I do not really agree. A good hash algorithm for lists (or strings),
which I use in TeXmacs, is to rotate the 32 bit integer hash values of
each of the members by a prime number like 3, 5, 7 or 11 and progressively
take the exclusive or. This seems to lead to bucket sizes as
predicted by probability theory, even for hash tables of size 2^p.
> People overestimate log(N) and overuse O().
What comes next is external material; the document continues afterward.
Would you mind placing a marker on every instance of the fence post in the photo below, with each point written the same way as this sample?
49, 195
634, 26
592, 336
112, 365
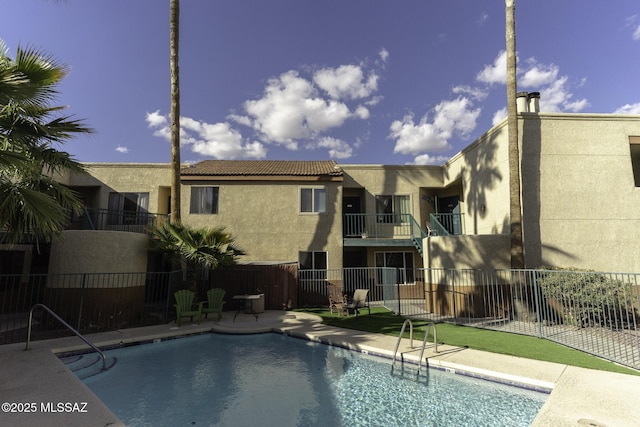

When comparing an O(1)
> algorithm to an O(log(N)) algorithm, it really comes down to the
> actual functions involved, and actual problem size, not just the
> asymptotic behavior. 2^32 is over 4,000,000,000.
A factor 10 is still a factor 10 though.
(2^10 ~~ 1000).
> With this many
> items, log(N) is still just 32, so an O(log(N)) algorithm will still
> beat an O(1) algorithm if it's really log_2(N) vs 32.
Yes, but the O(1) is really *table lookup* multiplied by a small
constant here, so this is *fast*. You may adjust the small constant
by choosing an appropriate threshold for "size/nr buckets".
> Also, if a person's relying on O(1) for hash table performance, it might be
> not because they need that on average, but because they need an upper
> bound on the operation time, in which case automatic resizing would
> also violate this, even though it maintains O(1) on average.
This is a more serious drawback of standard hash tables, but,
as I said before, we already have garbage collection in Guile anyway...
> Trees also sort the data for you, which hash tables don't give you.
But you need a compairison operation for that,
which may be even less natural than a hash function.
> So, ideally, one would have a hash table object with & without
> resizing, and various sorts of tree (AVL, red/black, B*, etc) objects.
> insert and delete and map would be methods that work on all of the
> above, with map on trees returning the data in sorted order. For that
> matter, insert & delete might as well also work on lists...
Agreed: ideally, we have everything :^)
- Re: Efficiency and flexibility of hash-tables, (continued)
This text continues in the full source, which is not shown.